Recent data from the analytical firm, CrystalClear Insights, shows that Bitcoin’s volatility has hit an all-time low. The asset’s Bollinger Bands have a mere 2.9% difference, indicating an incredibly tight trading bracket. Such a scenario occurred only twice before: in September 2016 at around $600 and in January 2023 at $16,800. Learn more about Bollinger Bands.
Bitcoin’s Trading Bracket
The study reveals that during times of low volatility and investor weariness, coin movement shifts based on their current price proximity. This suggests that traders either make minimal gains or losses when they exit. The analysis further indicates that we need a new price bracket to encourage new investments, which could lead to a volatility surge.
Reflection of the Larger Market
Bitcoin has traded in a tight bracket, specifically between $29,050 and $29,775 in recent weeks. This unusual trend resulted in an incredibly low annualized 30-day volatility of 17%. The main question here is whether this trend is unique to digital currencies or if traditional markets like stocks, oil, bonds, and fiat currencies also reflect it.
Both the S&P 500 and the oil price recorded their lowest volatility levels since November 2021. However, the DXY index showed a different trend, increasing to 8% from 6% in May 2023. Additionally, the 10-year Treasury yield rose from its 18-month low of about 10% to its current 16%. These patterns might have influenced Bitcoin’s reduced volatility.
Short-Term Holder Patterns
CrystalClear identified a significant cluster of short-term holder price distribution between $25,000 and $31,000. This pattern reminds us of those seen during previous bear market recoveries. However, the data shows that many of these investors still hold positions at a loss, leading to short-term selling pressure.
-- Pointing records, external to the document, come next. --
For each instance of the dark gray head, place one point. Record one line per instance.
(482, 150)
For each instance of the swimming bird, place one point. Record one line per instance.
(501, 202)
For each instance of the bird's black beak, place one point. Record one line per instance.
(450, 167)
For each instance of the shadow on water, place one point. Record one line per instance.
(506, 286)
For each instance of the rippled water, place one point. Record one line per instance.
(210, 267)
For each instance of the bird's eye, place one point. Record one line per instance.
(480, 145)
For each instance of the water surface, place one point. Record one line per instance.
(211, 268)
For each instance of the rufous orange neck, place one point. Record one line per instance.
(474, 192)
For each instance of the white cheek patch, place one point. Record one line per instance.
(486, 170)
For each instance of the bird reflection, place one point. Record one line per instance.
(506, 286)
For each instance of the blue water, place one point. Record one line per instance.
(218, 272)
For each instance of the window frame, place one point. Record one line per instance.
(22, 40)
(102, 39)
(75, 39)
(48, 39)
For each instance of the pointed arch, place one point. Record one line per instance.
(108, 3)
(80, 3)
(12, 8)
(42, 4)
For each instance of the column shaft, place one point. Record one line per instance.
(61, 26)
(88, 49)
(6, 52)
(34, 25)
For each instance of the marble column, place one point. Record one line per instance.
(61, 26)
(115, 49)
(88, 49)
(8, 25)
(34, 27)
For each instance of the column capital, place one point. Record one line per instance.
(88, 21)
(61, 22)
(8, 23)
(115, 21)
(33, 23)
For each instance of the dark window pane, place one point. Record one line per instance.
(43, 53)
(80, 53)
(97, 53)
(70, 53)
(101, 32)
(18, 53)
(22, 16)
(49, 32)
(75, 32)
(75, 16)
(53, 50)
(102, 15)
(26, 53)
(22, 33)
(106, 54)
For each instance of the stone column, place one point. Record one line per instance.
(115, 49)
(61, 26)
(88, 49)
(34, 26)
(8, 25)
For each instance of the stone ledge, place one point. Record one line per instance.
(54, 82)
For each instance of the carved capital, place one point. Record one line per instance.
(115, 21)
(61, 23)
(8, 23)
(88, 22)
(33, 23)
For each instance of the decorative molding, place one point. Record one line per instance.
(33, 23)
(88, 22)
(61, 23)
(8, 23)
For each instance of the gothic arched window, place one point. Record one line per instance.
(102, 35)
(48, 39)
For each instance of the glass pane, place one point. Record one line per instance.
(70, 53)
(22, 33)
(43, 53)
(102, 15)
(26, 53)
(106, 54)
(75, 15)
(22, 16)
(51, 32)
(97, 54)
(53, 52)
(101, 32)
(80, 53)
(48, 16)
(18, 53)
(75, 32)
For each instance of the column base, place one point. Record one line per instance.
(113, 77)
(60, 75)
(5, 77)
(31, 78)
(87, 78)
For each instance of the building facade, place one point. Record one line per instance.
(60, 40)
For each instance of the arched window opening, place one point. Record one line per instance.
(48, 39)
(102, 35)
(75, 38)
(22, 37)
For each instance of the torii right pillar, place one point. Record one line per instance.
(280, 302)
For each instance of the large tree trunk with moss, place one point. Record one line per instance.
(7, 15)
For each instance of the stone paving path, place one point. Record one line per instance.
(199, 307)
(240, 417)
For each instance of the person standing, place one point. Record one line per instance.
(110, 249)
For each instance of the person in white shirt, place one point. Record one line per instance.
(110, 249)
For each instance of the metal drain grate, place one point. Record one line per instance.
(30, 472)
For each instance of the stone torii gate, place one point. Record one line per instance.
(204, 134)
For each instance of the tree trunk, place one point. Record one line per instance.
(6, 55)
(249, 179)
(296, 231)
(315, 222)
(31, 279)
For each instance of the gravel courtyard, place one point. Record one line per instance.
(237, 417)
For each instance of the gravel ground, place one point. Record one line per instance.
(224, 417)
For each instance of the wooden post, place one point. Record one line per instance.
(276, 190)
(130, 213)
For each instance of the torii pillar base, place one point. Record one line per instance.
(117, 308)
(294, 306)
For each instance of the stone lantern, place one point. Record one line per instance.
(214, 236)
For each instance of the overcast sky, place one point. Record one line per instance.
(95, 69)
The firm also noted a significant decline in the supply from short-term holders, reaching a multi-year low of 2.56 million BTC. On the other hand, long-term holders have a record high of 14.6 million BTC.
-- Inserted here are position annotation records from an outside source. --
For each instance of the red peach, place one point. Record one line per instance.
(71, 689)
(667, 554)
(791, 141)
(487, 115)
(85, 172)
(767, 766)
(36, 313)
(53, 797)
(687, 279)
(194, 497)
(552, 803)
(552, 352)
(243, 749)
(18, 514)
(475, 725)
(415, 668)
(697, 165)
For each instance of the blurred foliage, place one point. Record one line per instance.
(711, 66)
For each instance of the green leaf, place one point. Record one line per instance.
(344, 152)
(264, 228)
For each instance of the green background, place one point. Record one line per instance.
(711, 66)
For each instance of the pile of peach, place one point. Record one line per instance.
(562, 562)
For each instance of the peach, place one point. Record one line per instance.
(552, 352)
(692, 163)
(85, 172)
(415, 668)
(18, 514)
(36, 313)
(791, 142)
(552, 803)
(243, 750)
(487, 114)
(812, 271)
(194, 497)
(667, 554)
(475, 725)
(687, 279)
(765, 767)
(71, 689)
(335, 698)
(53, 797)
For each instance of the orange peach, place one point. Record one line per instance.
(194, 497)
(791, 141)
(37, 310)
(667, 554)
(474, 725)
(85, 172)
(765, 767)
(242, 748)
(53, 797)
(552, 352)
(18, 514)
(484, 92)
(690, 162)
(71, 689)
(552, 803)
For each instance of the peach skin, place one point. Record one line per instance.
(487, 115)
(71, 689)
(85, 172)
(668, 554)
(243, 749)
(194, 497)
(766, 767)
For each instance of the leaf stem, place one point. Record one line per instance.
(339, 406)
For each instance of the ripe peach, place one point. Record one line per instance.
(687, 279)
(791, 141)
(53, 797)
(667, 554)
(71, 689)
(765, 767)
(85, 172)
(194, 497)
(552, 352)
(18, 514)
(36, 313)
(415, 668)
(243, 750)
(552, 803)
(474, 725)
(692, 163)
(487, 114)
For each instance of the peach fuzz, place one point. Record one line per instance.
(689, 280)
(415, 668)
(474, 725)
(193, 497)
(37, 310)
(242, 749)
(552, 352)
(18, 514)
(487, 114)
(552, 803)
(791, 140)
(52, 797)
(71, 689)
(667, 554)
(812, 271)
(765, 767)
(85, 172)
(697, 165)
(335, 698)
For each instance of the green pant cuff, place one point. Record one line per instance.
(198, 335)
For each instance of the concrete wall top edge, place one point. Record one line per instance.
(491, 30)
If only 10% of the 1.77 million BTC held by long-term investors at prices above $47,000 change their positions before Bitcoin reaches $40,000, this equates to roughly 6.5 months of the current mining yield. This highlights the potential influence of a global economic downturn on Bitcoin’s value, especially with the dwindling numbers of short-term holders.
This observation doesn’t negate the idea of “long-term conviction investors” increasing their holdings. But no historical data accounts for the recent spikes in the U.S. 10-year Treasury yields or the 30-year average mortgage rate nearing 7%.
Despite the current trend, long-term holders might change their decisions in the face of adverse economic conditions. Higher yields in equities could attract more investors, leading to potential market fluctuations. At the same time, governments and corporations might face challenges with rising borrowing costs, impacting budgets and profit margins. Such scenarios might push central banks to adopt fiscal measures to stimulate economic activity, leading to inflationary pressures.
Considering Bitcoin became a $50 billion asset class just six years ago, it remains uncertain how holders will react to challenges in traditional markets. This situation contrasts with the historically low volatility in markets like the S&P 500, oil, and Bitcoin. This raises a question: Does this calm precede a storm, and will Bitcoin act as a safeguard against rising inflation? Only time will tell. Read more about market volatility.
This post is for informational purposes only and should not be considered as financial or legal advice. The opinions expressed belong solely to the author and do not represent any other entity.